In they all trooped, chatting away, kids running around delighted to see Grandma and Seanair (Gaelic for Grandad) back.  My heart was beating so loudly in my ears that I thought I was going to pass out, but even so, I couldn’t bring myself to ask.  I was desperate to know, but equally desperate to remain blissfully ignorant.  After what seemed like an eternity, Mum said to Dad that he’d better give us an update.  “There’s good news and bad news,” he said, glass of wine in hand and looking years younger already.  “The good news is, it’s not cancer.”  Now I realised that Mum had had this broad grin on her face since she arrived back on the island and that they both had a bounce in their step that had been missing for so long.  Never has the word “diabetes” sounded so sweet.  He went on to explain that things were still serious, but with some, admittedly major, dietary and lifestyle changes, along with some medication, things were looking so much brighter than they had been a few short hours before.  I heard little more…my daddy was going to be ok…that’s all that mattered.  I was quiet for a while, then disappeared upstairs to utter the most heartfelt prayer of thankfulness I have ever said…and also to have a good cry, tears of sheer and utter joy, as well as the release of months of pent up emotion. 
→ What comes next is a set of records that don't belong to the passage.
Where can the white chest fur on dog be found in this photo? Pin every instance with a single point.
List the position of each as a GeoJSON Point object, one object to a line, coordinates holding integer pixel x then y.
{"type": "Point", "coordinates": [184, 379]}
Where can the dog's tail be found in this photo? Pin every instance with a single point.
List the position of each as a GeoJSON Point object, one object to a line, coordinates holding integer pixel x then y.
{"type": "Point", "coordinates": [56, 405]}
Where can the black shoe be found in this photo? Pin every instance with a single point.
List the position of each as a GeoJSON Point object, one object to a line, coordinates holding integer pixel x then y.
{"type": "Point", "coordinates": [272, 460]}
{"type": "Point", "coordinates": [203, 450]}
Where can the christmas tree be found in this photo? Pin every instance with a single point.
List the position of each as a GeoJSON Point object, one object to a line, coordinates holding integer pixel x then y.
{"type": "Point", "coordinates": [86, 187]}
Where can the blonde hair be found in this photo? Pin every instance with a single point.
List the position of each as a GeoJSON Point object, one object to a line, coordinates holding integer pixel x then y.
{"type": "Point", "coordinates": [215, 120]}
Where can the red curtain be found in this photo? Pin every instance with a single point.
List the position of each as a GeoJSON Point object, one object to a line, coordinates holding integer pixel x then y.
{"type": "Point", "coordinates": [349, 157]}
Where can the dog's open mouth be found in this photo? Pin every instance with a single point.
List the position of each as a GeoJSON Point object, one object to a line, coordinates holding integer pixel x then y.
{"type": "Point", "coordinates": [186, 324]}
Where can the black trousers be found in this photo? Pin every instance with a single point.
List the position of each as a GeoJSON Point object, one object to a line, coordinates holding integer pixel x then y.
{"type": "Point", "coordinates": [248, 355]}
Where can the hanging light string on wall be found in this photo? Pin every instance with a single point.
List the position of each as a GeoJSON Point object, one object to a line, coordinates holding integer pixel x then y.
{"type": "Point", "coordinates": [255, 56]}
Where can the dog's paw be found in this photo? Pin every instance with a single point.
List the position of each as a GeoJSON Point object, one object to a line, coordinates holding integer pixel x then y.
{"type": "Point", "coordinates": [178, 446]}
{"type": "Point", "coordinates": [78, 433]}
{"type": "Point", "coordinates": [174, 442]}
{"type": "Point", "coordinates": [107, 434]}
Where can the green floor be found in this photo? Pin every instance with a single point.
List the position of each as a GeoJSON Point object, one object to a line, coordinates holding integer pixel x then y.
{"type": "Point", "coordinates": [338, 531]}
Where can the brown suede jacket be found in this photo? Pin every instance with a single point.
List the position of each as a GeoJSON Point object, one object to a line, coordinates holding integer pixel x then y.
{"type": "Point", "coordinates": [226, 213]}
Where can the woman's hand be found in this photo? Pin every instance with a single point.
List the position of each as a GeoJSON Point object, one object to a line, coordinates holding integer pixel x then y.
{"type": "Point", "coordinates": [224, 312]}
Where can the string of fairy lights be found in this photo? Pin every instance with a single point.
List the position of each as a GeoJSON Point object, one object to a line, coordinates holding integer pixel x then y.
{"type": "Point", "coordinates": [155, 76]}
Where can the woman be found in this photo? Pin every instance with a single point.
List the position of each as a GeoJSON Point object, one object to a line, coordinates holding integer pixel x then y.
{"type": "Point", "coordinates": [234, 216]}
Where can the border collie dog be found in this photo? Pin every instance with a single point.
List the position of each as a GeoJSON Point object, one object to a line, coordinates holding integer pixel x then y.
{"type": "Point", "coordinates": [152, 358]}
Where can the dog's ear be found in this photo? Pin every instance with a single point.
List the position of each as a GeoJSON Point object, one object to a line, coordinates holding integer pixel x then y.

That diagnosis was a “moment that mattered” in so many more ways than the obvious though.  In the months that have followed, my family and I have learned so much about diabetes (although we have much, much more to learn).  We have all become increasingly aware of what is actually in our food and the effects each ingredient can have on our health.  However, I think that one of the most important things which has followed on from this “moment that mattered” is my approach to life and my attitude towards my loved ones.  Having come so close, or at least having felt like I was coming close, to losing someone so adored and so important to me has made me realise where my priorities lie.  The little, annoying things no longer bother me.  So what if my parents phone in the middle of a TV programme or if the kids interrupt when I’m at a really intriguing part of a book.  Does it matter if a friend pops in to visit when I’ve got something on the cooker?  All of these and a myriad of other niggling little complaints no longer feature in my life.  I have found a peace and am capable of appreciating every moment, every little thing about all of my family.  I know that one day, we will inevitably be separated for a season, but until then, my 2013 “moment that mattered” has given me the encouragement I needed to live life to the full, surrounded by my wonderful family, enjoying and appreciating everyone and everything…even the moments that really don’t seem to matter so much, but are still important in their own special way.  Thanks to the diagnostic “moment that mattered”, I’m so indescribably thankful that my Dad, the children’s Seanair, has been able to take his place at the centre of so many more “moments that matter” in all of our lives. 

 

 
 
This post is an entry into the Lloyds Bank “Moments that Mattered” competition.